Key Budget proposals include:

  • £500 increase in the personal tax-free income allowance, taking it to £15,400 for a single person, and reducing their income tax bill by £130 in 2019
  • £150 increase in the second earners’ allowance, which will take it to £6,000
    reduction in Stamp Duty for first-time buyers, by increasing the threshold for first-time buyers’ relief on properties from £450,000 to £500,000
  • abolition of Stamp Duty on mortgages for homes costing up to £600,000 and a tapered charge for homes valued between £600,000 and £700,000
  • 0.5% increase in standard Stamp Duty rates for homes valued over £500,000 to fund these measures
  • increase in alcohol duty by 3.5%, which is equivalent to just over a penny on the price of a pint, and is below RPI
  • 2p increase in fuel duty
  • 59p increase in the duty on a pack of cigarettes
  • No change to the £240 de minimis threshold for GST on goods imported by post
  • £35 million Capital Programme, more than half of which is earmarked for investment in infrastructure, as well as equipment in the hospital and funds for Grainville school
  • £20 million of additional expenditure allocations for Departments
    • more than £5 million for Health, Community and Children’s services
    • £6.5 million is for infrastructure budgets, as the introduction of waste charges is deferred
  • £50 million is being paid into the Stabilisation Fund, to provide a buffer against economic shocks and fulfilling the Assembly’s decision to repay to reserves some of the funds drawn down to maintain investment in capital expenditure in the current MTFP.

Budget 2019 incorporates forecasts which show that while books are broadly balanced by 2019, a structural deficit will emerge by 2020 of up to £30 million, where expenditure will exceed revenues. This will be addressed in part by the modernisation process already underway across the public service.

Deputy Pinel added: “We will need to make some difficult choices and have some serious discussions about how we pay for our public services and investment in priorities, as our plans must be affordable and finances must be sustainable.

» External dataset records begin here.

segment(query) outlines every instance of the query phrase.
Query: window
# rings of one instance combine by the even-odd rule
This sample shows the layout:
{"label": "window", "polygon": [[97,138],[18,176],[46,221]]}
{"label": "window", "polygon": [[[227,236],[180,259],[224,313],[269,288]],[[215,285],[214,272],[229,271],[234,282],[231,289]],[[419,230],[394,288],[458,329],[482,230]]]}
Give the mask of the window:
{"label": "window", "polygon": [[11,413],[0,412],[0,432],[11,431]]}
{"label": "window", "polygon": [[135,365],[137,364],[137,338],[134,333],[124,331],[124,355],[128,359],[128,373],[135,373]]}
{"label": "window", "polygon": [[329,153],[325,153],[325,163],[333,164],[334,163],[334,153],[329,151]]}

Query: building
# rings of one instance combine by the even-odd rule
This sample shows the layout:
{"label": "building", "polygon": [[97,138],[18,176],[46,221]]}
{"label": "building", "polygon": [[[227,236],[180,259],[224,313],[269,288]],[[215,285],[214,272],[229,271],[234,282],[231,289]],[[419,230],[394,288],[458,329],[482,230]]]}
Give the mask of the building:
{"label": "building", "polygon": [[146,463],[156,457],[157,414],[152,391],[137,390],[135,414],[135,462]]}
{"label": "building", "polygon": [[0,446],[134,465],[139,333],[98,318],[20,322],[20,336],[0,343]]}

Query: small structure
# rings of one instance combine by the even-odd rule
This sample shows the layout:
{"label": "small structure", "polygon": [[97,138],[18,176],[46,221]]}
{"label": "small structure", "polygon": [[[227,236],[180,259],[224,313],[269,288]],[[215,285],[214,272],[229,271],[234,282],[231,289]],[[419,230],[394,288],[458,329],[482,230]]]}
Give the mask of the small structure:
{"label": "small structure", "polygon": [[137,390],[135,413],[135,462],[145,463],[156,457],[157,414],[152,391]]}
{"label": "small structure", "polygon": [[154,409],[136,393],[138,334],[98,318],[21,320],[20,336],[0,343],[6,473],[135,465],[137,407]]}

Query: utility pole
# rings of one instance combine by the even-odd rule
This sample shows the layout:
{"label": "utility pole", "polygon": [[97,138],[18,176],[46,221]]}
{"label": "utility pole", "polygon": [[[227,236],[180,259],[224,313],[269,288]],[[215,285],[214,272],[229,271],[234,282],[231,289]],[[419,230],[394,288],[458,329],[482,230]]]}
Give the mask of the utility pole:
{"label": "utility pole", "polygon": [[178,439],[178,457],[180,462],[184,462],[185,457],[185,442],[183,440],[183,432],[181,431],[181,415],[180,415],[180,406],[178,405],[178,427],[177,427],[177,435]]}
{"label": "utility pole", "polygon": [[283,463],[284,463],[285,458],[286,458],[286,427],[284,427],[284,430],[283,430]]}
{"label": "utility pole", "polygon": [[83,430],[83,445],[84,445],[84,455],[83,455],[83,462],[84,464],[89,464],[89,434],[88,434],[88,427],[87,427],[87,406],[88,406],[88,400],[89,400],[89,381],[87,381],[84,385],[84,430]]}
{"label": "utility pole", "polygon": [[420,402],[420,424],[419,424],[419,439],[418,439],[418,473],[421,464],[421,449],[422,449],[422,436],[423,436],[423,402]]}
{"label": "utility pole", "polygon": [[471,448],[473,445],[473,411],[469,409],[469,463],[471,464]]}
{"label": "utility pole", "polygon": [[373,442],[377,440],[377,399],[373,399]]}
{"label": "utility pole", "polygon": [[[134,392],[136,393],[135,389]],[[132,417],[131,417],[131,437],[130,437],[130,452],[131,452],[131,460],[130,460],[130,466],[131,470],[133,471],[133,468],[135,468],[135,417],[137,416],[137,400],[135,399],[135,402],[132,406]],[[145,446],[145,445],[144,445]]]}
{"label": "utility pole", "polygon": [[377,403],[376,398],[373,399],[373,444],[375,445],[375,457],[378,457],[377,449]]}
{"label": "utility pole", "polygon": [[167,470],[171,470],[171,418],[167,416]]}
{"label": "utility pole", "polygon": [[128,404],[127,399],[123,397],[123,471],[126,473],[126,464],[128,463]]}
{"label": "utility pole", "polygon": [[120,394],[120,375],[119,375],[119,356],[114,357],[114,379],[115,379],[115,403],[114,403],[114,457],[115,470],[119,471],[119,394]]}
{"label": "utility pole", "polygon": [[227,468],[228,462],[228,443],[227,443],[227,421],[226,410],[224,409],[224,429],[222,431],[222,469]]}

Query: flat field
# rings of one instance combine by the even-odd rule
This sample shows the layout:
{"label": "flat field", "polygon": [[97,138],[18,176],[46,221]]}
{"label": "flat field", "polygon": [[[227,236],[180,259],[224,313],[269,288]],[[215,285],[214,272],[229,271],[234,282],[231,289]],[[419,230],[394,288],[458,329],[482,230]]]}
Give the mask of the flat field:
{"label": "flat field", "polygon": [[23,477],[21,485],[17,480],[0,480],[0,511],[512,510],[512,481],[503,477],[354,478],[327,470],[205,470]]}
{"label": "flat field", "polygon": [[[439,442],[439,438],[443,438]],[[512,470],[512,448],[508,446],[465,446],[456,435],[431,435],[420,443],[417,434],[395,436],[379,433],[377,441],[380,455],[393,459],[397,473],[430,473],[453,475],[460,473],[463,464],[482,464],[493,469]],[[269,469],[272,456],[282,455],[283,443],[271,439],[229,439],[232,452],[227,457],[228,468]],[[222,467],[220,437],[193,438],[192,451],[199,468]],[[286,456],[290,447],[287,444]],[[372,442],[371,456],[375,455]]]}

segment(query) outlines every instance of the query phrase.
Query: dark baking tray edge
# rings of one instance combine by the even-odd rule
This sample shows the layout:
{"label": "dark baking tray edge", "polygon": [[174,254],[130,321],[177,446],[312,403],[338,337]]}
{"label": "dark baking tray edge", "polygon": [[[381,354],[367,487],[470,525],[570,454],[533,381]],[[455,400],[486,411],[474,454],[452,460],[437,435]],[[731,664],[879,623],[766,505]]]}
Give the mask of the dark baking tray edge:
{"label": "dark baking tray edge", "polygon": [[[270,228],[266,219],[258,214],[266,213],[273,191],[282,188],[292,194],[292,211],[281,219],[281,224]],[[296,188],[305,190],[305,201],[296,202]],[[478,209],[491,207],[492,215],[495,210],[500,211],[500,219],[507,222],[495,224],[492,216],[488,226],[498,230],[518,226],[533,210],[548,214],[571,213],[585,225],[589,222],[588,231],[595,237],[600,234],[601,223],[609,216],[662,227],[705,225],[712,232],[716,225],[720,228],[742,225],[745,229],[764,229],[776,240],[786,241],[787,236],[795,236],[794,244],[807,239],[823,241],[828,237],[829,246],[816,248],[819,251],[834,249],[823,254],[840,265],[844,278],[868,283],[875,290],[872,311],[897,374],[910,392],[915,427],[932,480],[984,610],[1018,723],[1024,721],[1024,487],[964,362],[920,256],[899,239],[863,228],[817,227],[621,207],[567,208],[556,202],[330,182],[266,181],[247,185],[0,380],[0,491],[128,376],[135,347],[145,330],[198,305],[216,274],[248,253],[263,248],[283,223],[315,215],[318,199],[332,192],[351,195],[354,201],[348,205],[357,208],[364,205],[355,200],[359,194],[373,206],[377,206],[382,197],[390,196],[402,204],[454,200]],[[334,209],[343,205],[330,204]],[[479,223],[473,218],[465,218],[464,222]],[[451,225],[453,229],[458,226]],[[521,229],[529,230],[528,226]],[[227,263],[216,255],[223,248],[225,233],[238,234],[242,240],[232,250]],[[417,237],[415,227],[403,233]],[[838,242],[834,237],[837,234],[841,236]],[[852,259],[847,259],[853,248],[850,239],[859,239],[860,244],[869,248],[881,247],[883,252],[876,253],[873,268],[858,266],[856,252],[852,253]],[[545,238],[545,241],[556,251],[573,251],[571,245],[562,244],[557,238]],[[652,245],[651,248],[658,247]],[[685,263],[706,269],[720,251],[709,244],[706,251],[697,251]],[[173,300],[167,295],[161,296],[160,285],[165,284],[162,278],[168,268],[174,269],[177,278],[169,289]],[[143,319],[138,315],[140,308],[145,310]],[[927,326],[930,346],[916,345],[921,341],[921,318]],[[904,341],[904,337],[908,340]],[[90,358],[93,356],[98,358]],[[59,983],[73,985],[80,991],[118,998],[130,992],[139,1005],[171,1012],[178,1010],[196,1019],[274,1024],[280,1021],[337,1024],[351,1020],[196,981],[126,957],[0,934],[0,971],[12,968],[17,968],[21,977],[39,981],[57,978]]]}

“We have just lodged a Common Strategic Policy which set out our ambition to make a positive difference for Islanders. Over the coming weeks and months, Ministers and officials will be working hard on details of activities that the government will propose in the Government Plan 2020-23. These initiatives will be thoroughly costed.

“In the meantime I look forward to announcing the efficiencies and savings arising from the new Target Operating Model.  The aim will be to eradicate the deficit and fund the investment in our priorities.”